Have I mentioned I am from St. Louis? Well, I am and my husband and his family are from Mississippi, unquestionably the South, as is Georgia. Missouri, as I learned in elementary school, was a divided state, loyal neither to the Union nor the Confederacy. That was quite the different story when I moved to Macon in the 1970s.
According to my southern classmates, St. Louis n and, indeed, any city north of the Georgia state line n is in the north, which made me a Yankee to them. I tried at first to explain the difference but gave up when I was bombarded with the taunting threat, "The South will rise again." I don't think anyone is really concerned about that happening anywhere but in the South but that didn't seem to matter to my fellow students.
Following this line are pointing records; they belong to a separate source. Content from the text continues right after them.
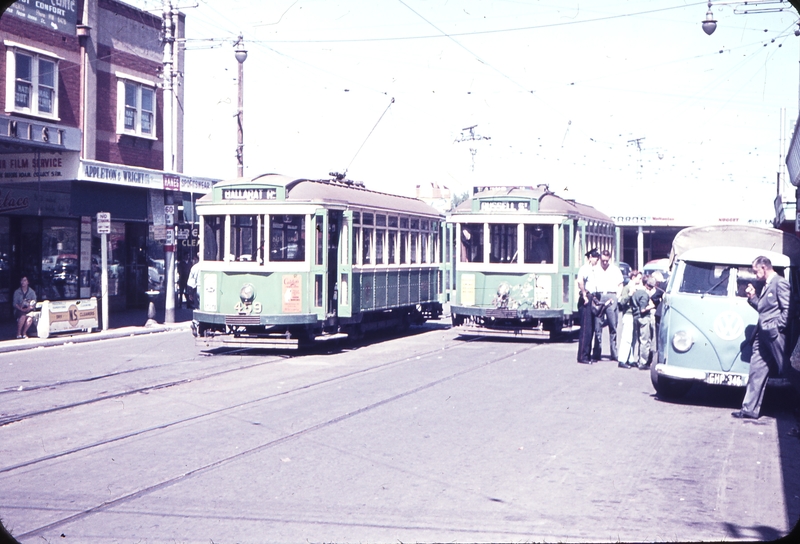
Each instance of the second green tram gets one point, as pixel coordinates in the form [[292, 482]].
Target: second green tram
[[517, 253]]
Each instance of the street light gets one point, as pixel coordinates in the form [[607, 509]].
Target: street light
[[241, 56], [709, 25]]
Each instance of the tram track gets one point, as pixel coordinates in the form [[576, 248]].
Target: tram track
[[211, 466], [160, 427], [6, 420]]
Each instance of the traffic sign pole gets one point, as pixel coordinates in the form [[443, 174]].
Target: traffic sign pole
[[103, 229]]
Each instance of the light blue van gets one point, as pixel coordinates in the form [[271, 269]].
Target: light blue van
[[707, 325]]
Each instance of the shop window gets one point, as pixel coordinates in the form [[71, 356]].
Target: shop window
[[287, 238], [503, 245], [472, 243], [539, 244], [214, 237], [136, 107], [243, 238], [33, 81], [60, 259]]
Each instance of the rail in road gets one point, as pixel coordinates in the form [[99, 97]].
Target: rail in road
[[426, 437]]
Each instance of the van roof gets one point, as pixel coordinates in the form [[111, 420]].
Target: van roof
[[732, 255], [750, 240]]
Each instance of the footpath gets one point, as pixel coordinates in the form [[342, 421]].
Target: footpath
[[120, 324]]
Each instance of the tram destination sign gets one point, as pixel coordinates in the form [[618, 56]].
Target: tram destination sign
[[504, 206], [249, 194]]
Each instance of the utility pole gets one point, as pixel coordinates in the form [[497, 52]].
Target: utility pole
[[169, 157]]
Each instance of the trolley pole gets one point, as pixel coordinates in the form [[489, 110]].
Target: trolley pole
[[241, 56]]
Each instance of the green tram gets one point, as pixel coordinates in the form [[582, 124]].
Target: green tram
[[517, 254], [288, 262]]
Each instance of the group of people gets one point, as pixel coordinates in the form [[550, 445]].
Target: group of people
[[630, 311], [635, 306]]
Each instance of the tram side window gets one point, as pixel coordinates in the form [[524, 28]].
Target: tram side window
[[213, 237], [243, 237], [287, 238], [472, 243], [366, 245], [380, 236], [503, 248], [392, 247], [538, 244]]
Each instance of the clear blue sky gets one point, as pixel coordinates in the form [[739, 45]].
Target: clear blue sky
[[564, 92]]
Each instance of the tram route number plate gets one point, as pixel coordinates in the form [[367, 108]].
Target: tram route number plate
[[720, 378]]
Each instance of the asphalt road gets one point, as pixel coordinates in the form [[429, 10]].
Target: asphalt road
[[414, 439]]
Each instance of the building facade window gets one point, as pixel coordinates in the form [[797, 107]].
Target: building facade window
[[31, 82], [136, 107]]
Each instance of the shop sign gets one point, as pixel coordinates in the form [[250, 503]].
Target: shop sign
[[503, 206], [23, 201], [249, 194], [141, 177], [172, 182], [58, 15], [17, 167]]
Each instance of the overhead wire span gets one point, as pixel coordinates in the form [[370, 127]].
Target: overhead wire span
[[370, 134]]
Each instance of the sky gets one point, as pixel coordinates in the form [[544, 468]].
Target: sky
[[627, 106]]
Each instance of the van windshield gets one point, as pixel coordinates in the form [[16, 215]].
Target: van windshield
[[706, 278]]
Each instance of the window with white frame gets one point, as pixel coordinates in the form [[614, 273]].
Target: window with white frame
[[136, 107], [31, 81]]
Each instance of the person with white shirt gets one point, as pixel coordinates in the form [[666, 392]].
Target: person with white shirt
[[608, 284], [586, 288]]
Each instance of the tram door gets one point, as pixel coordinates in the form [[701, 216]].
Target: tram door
[[344, 267], [334, 222]]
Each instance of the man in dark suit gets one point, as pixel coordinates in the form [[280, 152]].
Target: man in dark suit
[[769, 340]]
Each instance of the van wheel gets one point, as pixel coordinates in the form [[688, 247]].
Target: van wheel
[[668, 388]]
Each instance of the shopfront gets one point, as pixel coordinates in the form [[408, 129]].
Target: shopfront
[[48, 227]]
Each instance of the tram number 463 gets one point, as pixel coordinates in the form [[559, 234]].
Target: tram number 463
[[248, 309]]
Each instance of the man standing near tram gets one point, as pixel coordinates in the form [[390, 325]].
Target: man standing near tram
[[608, 283], [586, 288]]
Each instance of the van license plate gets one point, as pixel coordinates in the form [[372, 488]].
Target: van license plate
[[719, 378]]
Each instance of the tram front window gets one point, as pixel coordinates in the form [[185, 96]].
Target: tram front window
[[213, 237], [243, 237], [287, 240], [503, 247], [538, 244], [472, 243]]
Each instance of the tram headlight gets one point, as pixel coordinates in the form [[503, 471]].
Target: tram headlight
[[682, 341], [247, 293]]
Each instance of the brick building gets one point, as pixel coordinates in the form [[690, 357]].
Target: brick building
[[81, 131]]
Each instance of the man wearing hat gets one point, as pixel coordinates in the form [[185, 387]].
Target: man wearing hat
[[586, 287]]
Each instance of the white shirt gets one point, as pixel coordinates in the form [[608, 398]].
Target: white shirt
[[587, 275], [608, 280]]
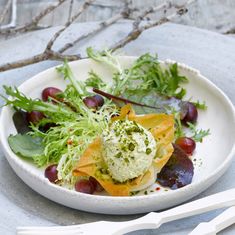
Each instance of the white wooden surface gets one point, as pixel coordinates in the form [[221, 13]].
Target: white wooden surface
[[216, 15]]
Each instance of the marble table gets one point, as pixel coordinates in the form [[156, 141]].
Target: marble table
[[213, 54]]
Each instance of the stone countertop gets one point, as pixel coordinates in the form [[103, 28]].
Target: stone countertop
[[211, 53]]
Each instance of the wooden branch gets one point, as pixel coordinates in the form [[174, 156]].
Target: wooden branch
[[49, 54], [12, 23], [100, 27], [70, 9], [5, 11], [33, 24], [137, 30], [69, 22]]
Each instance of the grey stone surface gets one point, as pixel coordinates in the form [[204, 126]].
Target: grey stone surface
[[213, 54]]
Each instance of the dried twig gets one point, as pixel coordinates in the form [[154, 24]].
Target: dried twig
[[5, 11], [99, 28], [137, 30], [34, 23], [50, 54], [12, 23], [70, 9], [57, 34]]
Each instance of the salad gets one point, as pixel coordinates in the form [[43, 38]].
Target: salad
[[118, 137]]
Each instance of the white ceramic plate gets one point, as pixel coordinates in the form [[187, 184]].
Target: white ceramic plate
[[213, 156]]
I gave up and took on the Yankee tag, I don't really care one way or the other. As far as I know, no one in my family ever owned slaves and I can find no evidence that anyone in my family fought in the Civil War.
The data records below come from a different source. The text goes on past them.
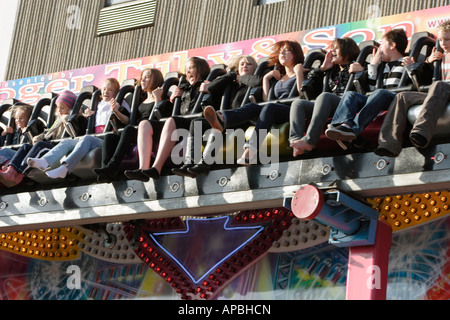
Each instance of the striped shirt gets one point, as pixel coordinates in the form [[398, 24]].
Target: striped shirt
[[392, 73]]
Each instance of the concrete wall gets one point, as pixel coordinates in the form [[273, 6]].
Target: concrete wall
[[44, 42]]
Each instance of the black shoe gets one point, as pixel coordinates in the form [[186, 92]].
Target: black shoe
[[418, 140], [106, 171], [383, 152], [136, 175], [152, 173], [214, 121], [342, 133], [183, 171], [201, 169], [104, 179]]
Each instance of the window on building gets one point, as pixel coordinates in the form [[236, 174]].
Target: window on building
[[109, 3], [123, 15]]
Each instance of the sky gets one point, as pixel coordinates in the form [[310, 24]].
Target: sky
[[8, 9]]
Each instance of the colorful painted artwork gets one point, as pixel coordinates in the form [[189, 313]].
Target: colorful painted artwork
[[419, 260]]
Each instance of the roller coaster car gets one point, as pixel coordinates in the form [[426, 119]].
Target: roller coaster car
[[76, 126], [421, 46], [5, 117], [443, 125], [314, 58]]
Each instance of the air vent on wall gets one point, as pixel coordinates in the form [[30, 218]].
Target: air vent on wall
[[136, 14]]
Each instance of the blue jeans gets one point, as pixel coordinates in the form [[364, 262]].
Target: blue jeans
[[77, 148], [359, 110], [235, 117], [266, 115], [19, 161], [6, 154]]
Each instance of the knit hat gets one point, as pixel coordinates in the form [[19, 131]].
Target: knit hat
[[68, 98]]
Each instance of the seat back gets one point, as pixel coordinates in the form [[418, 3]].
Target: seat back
[[43, 114], [77, 126], [125, 94], [171, 79], [422, 44], [216, 71], [364, 57], [314, 59], [261, 70]]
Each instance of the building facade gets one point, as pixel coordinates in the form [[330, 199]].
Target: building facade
[[53, 36]]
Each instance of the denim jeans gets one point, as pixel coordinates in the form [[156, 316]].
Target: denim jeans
[[266, 116], [271, 113], [318, 111], [434, 104], [235, 117], [6, 154], [19, 161], [76, 149], [359, 110]]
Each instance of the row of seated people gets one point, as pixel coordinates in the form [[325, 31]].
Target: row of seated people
[[297, 95]]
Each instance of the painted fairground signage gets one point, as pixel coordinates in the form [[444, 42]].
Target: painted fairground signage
[[78, 264], [30, 89]]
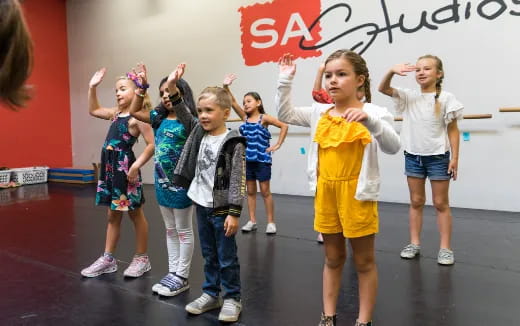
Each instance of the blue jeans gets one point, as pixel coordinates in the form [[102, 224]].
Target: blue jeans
[[434, 167], [220, 255]]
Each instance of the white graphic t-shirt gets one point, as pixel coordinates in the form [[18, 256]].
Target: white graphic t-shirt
[[201, 188]]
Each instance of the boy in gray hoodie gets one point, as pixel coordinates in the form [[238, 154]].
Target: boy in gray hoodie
[[212, 166]]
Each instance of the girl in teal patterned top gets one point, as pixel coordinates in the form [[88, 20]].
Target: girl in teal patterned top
[[175, 206], [120, 185]]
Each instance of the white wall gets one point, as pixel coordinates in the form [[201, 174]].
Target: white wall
[[481, 59]]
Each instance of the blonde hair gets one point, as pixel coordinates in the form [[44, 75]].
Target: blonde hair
[[222, 97], [147, 101], [438, 82], [360, 68], [16, 57]]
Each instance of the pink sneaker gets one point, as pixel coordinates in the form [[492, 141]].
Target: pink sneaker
[[101, 266], [138, 266]]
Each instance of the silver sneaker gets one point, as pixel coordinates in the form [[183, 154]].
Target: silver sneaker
[[173, 286], [250, 226], [138, 266], [410, 251], [203, 303], [101, 266], [445, 257], [230, 310], [271, 228], [157, 286]]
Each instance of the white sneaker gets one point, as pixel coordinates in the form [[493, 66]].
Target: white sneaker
[[445, 257], [271, 228], [230, 310], [250, 226]]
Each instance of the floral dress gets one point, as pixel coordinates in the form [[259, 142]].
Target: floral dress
[[117, 157]]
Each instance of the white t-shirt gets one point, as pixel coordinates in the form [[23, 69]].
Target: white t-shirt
[[423, 132], [201, 188]]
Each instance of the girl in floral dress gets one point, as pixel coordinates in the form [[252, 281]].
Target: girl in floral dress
[[119, 185]]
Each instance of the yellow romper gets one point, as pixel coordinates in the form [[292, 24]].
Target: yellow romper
[[341, 146]]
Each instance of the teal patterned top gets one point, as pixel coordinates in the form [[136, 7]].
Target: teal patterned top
[[170, 137]]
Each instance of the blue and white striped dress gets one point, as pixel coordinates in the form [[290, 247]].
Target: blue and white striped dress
[[257, 141]]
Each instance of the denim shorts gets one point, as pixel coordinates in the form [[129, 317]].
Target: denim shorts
[[258, 171], [434, 167]]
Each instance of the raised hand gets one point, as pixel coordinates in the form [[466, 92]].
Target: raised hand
[[287, 65], [403, 69], [355, 115], [97, 78], [175, 76], [141, 73], [229, 79]]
When I married into this decidedly southern family, I became "the Yankee Phillip married." His two brothers married southern women so I know I was different in that respect but the cultural differences hit home more in the kitchen. My mother-in-law is a good southern cook, preparing black-eyed peas, cornbread, greens and other vegetables swimming with fat and lard. I was raised on green peas, broccoli, brussels sprouts and asparagus and dinner rolls. My grandmother always cooked pot roast with carrots, potatoes and onions every Sunday afternoon.
Until I met my husband, I never knew you could have a meal that didn't involve meat. They actually would have vegetables-only dinners, which was foreign to me. The difference in our food tastes were so great, my mother-in-law would call my husband into the kitchen, show him what she'd fixed and asked if there was anything that I would eat or if she'd have to cook something else. Most of them time she'd have to cook something else.
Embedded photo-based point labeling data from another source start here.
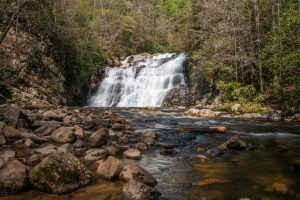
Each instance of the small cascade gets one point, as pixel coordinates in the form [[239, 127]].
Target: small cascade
[[140, 84]]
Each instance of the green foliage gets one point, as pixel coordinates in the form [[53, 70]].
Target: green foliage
[[233, 91], [253, 108]]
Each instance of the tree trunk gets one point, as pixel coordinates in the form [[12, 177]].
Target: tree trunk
[[11, 22]]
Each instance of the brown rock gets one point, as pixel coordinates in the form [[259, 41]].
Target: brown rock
[[212, 181], [13, 177], [135, 190], [63, 135], [11, 133], [79, 132], [95, 154], [203, 129], [60, 172], [134, 171], [99, 137], [278, 187], [132, 154], [110, 168]]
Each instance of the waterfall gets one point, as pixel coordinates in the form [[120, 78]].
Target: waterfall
[[140, 84]]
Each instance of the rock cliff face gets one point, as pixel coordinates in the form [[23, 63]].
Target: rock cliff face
[[28, 74]]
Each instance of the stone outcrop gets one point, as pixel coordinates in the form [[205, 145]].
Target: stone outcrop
[[60, 172]]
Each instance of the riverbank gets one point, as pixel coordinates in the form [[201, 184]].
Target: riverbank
[[103, 146]]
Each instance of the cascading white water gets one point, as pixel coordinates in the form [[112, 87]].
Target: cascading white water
[[144, 84]]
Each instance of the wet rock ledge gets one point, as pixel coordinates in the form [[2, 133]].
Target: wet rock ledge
[[60, 149]]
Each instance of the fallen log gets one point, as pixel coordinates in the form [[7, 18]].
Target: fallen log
[[203, 129]]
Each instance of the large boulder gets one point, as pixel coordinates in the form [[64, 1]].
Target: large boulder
[[13, 177], [2, 125], [234, 142], [135, 190], [60, 172], [12, 115], [63, 135], [110, 168], [45, 150], [51, 115], [7, 154], [149, 137], [178, 96], [132, 154], [2, 140], [134, 171], [99, 137], [95, 154], [12, 133], [47, 128]]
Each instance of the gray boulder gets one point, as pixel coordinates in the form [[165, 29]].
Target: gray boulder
[[135, 190], [110, 168], [63, 135], [134, 171], [95, 154], [99, 137], [13, 177]]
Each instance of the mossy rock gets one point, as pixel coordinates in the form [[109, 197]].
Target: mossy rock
[[60, 172]]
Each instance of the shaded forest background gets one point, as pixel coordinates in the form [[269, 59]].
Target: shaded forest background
[[247, 49]]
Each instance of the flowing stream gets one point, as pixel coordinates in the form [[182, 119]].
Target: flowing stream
[[141, 84], [253, 171]]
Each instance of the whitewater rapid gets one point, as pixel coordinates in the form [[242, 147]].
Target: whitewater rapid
[[142, 84]]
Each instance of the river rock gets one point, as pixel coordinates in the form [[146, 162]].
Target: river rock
[[123, 140], [46, 149], [141, 146], [67, 147], [121, 127], [33, 137], [60, 172], [2, 140], [29, 143], [134, 171], [13, 177], [253, 116], [51, 115], [79, 132], [33, 160], [202, 113], [47, 128], [110, 168], [95, 154], [7, 154], [78, 144], [113, 150], [149, 137], [132, 154], [11, 133], [63, 135], [135, 190], [234, 142], [10, 114], [214, 152], [99, 137], [168, 152], [212, 181], [2, 125], [236, 107], [278, 187]]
They've all tolerated me, teased me about not so much being a Yankee, which geographically speaking, I am not, but more so about not being Southern, but we all learned to get along. Sure, there was the joke about the first time I fixed chicken and dumplings and used all-purpose flour without adding salt and baking powder. Yeah, there was the time I served undercooked rice and, yes, I brought my husband a steak that looked beautiful on one side but that was burned on the other but that had more to do with my inexperience than my non-Southernness.
So I was quite surprised to be the designated person to dig my mother-in-law's garden this year. Looking back, I can see that it may have been more a matter of none of her sons wanting to do it than my being the garden expert, which I am not. I remember my mom having a garden once and being forced to work in it and hating every minute of it. But I have never actually cut rows before.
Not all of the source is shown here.